The court found coverage was properly denied based on the subcontractor's failure to follow contract specifications in blasting at the job site. Westfield Ins. Co. v. Carpenter Reclamation, Inc., 2014 U.S. Dist. LEXIS 130752 (S.D. W. Va. Sept. 18, 2014).
Carpenter was hired by the Board of Education (BOE) to perform preliminary site clearing, demolition, rock excavation, and establishment of sub-grade for a building. Carpenter was to excavate to 3.5 feet below the floor subgrade so that plumbing and other utilities could be installed.

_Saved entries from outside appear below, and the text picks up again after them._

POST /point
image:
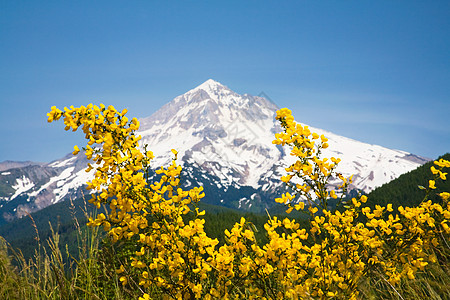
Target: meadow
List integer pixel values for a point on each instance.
(153, 241)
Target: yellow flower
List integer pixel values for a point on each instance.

Carpenter, however, blasted to depths deeper than required, including some areas that were up to nine feet. The BOE sued, alleging over-blasting and having to pay the cost of remediating the problem, along with breach of contract issues.

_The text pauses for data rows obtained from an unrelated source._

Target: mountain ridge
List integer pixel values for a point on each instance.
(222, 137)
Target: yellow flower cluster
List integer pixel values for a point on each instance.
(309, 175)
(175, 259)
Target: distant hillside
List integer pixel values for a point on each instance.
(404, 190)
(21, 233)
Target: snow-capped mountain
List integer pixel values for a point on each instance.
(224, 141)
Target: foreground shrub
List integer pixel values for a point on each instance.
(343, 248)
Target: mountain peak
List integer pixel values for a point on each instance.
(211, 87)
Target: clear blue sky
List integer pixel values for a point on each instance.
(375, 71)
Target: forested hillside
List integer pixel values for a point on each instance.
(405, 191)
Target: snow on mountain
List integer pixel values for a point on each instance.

Carpenter tendered to its insurer, Westfield. Coverage was denied because Westfield contended the BOE did not allege property damage or an occurrence.
Westfield filed for suit for a declaratory judgment. Westfield moved for summary judgment, arguing that Carpenter excavated to depths beyond what was called for in the contract and then used improper fill to try and remedy the problem. By installing improper fill, Carpenter did not conform to the contract. Consequently, there was no property damage or occurrence alleged by the BOE in the underlying suit.
Carpenter argued that the alleged overblasting and over-excavation caused physical harm to the subsurface rock. Further, the overblasting was unexpected and unintended, resulting in physical harm and damage to tangible property.
The court agreed with Westfield that the BOE's allegations did not allege an occurrence resulting in property damage. Carpenter's argument that the overblasting somehow damaged the BOE's property was illogical because it caused damage to the very rock which was to be excavated after the blasting.